20210102 PHIL Computation - orbitalfoundation/wiki GitHub Wiki

What is computation?

_See Pieter Hintjens Our decentralized future _

For our purposes let us refer to computation as the sum of hardware and software in our lives. We tend to think of these two concepts as discrete, and for many intents and purposes it is important to remember that hardware sits underneath computation, in that hardware permits computation, and of course there is a hardware and software revolution - but it’s also useful to think of the sum of both of these phenomena together briefly.

If this is a macro-trend what exactly is it doing for us? What are some of the possible pressures that are leading to this computational revolution? Basically when we use the term ‘computation’ what do we mean exactly?
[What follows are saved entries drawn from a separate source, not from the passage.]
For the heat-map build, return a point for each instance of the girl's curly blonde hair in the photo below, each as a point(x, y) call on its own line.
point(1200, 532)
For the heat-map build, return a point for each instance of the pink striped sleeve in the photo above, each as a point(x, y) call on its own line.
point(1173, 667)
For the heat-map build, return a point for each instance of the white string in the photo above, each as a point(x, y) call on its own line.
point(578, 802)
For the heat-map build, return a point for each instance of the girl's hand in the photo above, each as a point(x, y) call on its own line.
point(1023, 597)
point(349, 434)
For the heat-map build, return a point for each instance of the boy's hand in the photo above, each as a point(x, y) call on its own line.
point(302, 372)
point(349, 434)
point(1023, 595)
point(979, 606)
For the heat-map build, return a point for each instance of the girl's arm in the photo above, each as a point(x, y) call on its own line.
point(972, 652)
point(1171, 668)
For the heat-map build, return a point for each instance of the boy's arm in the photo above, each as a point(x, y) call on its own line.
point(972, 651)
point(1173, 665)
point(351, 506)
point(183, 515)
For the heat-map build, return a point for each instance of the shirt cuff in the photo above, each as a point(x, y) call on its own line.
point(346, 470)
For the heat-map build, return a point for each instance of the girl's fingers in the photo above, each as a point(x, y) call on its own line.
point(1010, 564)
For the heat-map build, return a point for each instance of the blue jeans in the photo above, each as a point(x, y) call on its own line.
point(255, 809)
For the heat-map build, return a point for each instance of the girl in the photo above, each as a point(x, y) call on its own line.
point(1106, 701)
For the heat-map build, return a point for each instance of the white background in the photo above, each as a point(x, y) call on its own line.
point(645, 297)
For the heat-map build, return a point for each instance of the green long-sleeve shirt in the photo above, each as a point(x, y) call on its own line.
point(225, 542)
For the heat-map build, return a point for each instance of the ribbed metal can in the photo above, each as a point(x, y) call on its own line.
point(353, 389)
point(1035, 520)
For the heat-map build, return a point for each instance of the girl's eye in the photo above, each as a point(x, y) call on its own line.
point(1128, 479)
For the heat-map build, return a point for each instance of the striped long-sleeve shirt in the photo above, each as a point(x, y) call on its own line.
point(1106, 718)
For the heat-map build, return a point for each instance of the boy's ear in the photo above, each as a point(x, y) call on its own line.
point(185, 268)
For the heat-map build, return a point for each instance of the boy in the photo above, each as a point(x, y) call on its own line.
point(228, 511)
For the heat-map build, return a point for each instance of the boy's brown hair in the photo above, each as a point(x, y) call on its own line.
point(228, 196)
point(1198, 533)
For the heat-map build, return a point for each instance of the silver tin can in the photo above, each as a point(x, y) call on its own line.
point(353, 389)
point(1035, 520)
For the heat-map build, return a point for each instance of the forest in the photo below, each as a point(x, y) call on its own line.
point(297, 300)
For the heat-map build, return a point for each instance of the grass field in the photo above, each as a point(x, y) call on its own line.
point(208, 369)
I’ll break computation down into a few important pieces and make analogies to ordinary (pre-industrial) human behavior:

  1. “Pure reasoning” is a classic image of computation. We imagine computers as big brains that think very hard on problems. A good example is a computer vision algorithm examining an image and performing image segmentation on the image. In this case there’s very little data going in or out, and the computation is simply evaluating or inspecting the image based on its own algorithms (say a deep learning algorithm or even just a simple edge detection algorithm). For human minds even doing pure reasoning is expensive calorically. To identify a certain kind of bird, say as part of an endangered wildlife field count, or to have a security guard watch a construction site all night long requires significant attention and focus. There is huge incentive to build software agents that can perform these kinds of roles. Another example would be computing the forces required to produce an optimal flight path for a SpaceX bellyflop.

  2. “New sensing”. There is a class of computation coupled with new sensing capabilities, such as peering into the infrared or the ultraviolet spectrum. Another example is new odor sensing devices to identify smells such as gas leaks, or perhaps some day even the composition or even terrior of a wine. In this case electrochemical sensors react to volatile compounds ultimately producing a digital value.

  3. “Sense making”. Putting information into different buckets is similar to feature extraction but at scale, organizationally, it becomes a human scale challenge. Sentiment analysis, contextual network graph traversal, topic clustering and many other services are capabilities we take for granted today when using Google Search. Soon we may also see tools like this to help us organize our own lives and our own data.

  4. “Robotics”. Robotics is in some ways just a variation of the other themes - but with fine grained digital control of the real world we start to automate traditional human roles (for better or worse). What’s occurring here is a bit subtle. Rather than having to use “atoms” to make a stable airplane wing, one can make a much lighter but wildly impossible-for-a-human-to-control airplane wing and then use an even faster computational engine to solve for that wings desired trajectory in real time. Control is a way to reduce compensatory bulk, buffers, guardrails and other patterns we’ve used previously in manufacturing. So much of human value is embodied in the idea of labor, and so far this has been one of the last territories for machines to take over. Human landscapes are highly suited to humans and are in a sense protected and vulnerable spaces. Machines, such as self driving cars, have a higher barrier of performance, deftness, contextual awareness to overcome than in other domains.

  5. “Artifact virtualization”. Many of our physical artifacts are in fact purely information objects that happen to be co-embodied with a physical transport. Books are a good example. Art is often arguably another example. We’re extremely used to this physicality and we struggle to understand the separation of the two realms. There’s been a recent discourse over NFT artifacts for this reason. Nicholas Negroponte coined the phrase “from atoms to bits” to describe this. Atoms have mass, require transportation. By comparison bits can be sent around the world instantly and take up less room to manage, store, manipulate in general.

  6. “Speed”. The crowning achievement of the computational age is a kind of battle with time. As humans we live in a time constricted domain; we simply cannot think hard enough or fast enough in our heads to navigate some of the larger harder issues that we face. Our brains only react at 200 miles per hour. There is phenomena in our world that vastly exceeds our ability to respond or even perceive it before it kills us. It’s useful to identify a flower, or to organize our photos, or self-drive a car, or organize our record collection - but being able to respond to stock market fluctuations, or a pressure build up in a nuclear reactor is where utility is created.